# Destin Bridge Fishing



## 69Viking (Oct 30, 2008)

Ok, I generally fish offshore but lately the seas on the weekend have been extremely rough for my 20' boat. The forecast again calls for rough seas on Saturday (4-6).

I was wondering what are the flats boats that are fishing around the Destin Bridge fishing for and what is the setup and bait of choice? The bridge area lately has been crowded so it's obvious the bite is on. Also,when is the best time to fish around the bridge? I tried pitching a gold spoon into the muddy water last week without any luck.


----------



## reelfinatical (Sep 30, 2007)

Put down a live pinfish, pigfish, minnow on a Carolina rig ... That's what we always use with the best results there.


----------



## 69Viking (Oct 30, 2008)

> *reelfinatical (4/16/2009)*Put down a live pinfish, pigfish, minnow on a Carolina rig ... That's what we always use with the best results there.
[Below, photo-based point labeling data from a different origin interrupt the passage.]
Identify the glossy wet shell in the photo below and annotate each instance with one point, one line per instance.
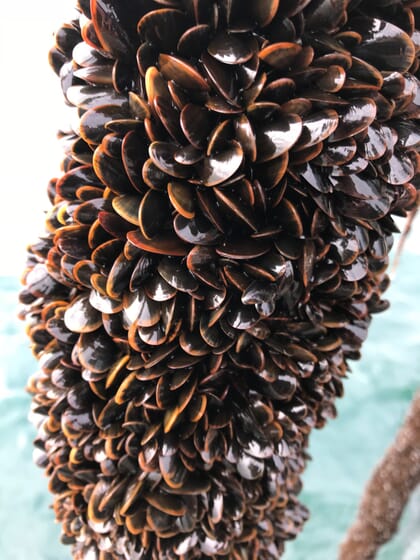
(215, 248)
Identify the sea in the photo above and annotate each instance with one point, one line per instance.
(377, 392)
(377, 395)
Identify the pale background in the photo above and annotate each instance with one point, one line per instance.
(378, 392)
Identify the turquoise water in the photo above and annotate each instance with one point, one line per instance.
(377, 395)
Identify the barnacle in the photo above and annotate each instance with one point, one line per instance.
(214, 251)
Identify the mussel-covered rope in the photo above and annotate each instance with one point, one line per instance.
(215, 248)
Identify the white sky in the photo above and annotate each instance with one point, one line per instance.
(32, 110)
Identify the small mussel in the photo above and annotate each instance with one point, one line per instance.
(215, 247)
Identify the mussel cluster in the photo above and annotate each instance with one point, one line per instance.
(214, 251)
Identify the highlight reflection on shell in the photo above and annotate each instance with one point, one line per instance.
(215, 248)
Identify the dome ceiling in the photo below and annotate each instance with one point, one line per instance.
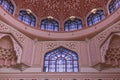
(61, 9)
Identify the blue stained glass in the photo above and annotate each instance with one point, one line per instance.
(114, 4)
(94, 18)
(49, 25)
(7, 5)
(61, 60)
(27, 18)
(71, 25)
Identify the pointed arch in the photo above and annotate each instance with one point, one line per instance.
(27, 18)
(61, 60)
(49, 25)
(7, 5)
(94, 18)
(113, 5)
(73, 24)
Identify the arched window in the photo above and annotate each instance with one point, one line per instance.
(72, 24)
(7, 5)
(114, 4)
(49, 25)
(27, 17)
(61, 60)
(94, 18)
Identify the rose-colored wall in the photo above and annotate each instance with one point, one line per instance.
(33, 48)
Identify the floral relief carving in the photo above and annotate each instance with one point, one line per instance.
(112, 56)
(3, 27)
(51, 45)
(71, 45)
(7, 55)
(101, 37)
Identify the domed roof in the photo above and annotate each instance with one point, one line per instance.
(61, 9)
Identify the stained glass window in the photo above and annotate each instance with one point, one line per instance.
(7, 5)
(49, 25)
(61, 60)
(114, 4)
(94, 18)
(71, 25)
(27, 17)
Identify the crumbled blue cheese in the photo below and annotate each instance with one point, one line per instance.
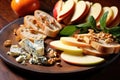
(21, 58)
(33, 48)
(14, 50)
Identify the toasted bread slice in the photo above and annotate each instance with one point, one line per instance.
(48, 24)
(24, 32)
(73, 42)
(92, 51)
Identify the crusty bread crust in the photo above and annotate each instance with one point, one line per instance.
(23, 32)
(47, 23)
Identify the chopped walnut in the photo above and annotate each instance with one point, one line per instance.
(7, 43)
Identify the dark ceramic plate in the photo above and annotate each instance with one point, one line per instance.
(7, 33)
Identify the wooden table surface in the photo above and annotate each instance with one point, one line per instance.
(110, 72)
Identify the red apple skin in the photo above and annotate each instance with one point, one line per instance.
(57, 8)
(67, 13)
(81, 16)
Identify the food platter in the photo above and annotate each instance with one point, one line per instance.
(7, 33)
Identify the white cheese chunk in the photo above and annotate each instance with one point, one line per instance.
(32, 48)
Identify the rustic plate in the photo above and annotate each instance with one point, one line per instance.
(7, 33)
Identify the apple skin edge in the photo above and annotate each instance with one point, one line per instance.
(86, 60)
(57, 8)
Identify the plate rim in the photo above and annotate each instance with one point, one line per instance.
(25, 68)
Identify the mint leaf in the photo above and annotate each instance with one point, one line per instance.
(103, 22)
(68, 30)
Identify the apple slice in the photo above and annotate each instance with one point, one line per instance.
(67, 9)
(115, 14)
(66, 48)
(80, 9)
(95, 10)
(73, 42)
(109, 16)
(57, 8)
(81, 60)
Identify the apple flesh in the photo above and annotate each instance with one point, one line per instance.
(57, 8)
(95, 11)
(109, 16)
(115, 14)
(67, 9)
(66, 48)
(80, 9)
(81, 60)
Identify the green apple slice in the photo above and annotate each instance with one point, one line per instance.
(81, 60)
(66, 48)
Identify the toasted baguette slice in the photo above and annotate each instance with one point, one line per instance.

Thanks Amanda, I was starting to think nobody knew how to fish the Destin Bridge but yet there's been a ton of boats there the past couple of weeks!


----------



## jamessig (Oct 3, 2007)

You might want to try some shrimp on a carolina rig near the pilings for sheepshead also. I've always preferred the slack current near and shortly after high tide when the water is clear and I can target the sheepies I can see.


----------



## michael c (Dec 28, 2008)

Most of the people I've seen out there recently (myself included) have been getting sheepies... that might be why you didn't get much response to the question about reds. I've had good luck right after the tide starts to go out... seemed like they were hot right after the muddy bay water came through. Just my take on it.

Got about six days worth of blackened sheepie, so I'm happy.

I've been using light (6 lb) tackle and live shrimp, carolina rig or a single splitshot.


----------



## 69Viking (Oct 30, 2008)

Thanks for the responses guys, maybe I should have made it more generalized and not just for Reds. At this point I'm just ready to catch fish, it's been really rough offshore so time to learn the inshore tricks.


----------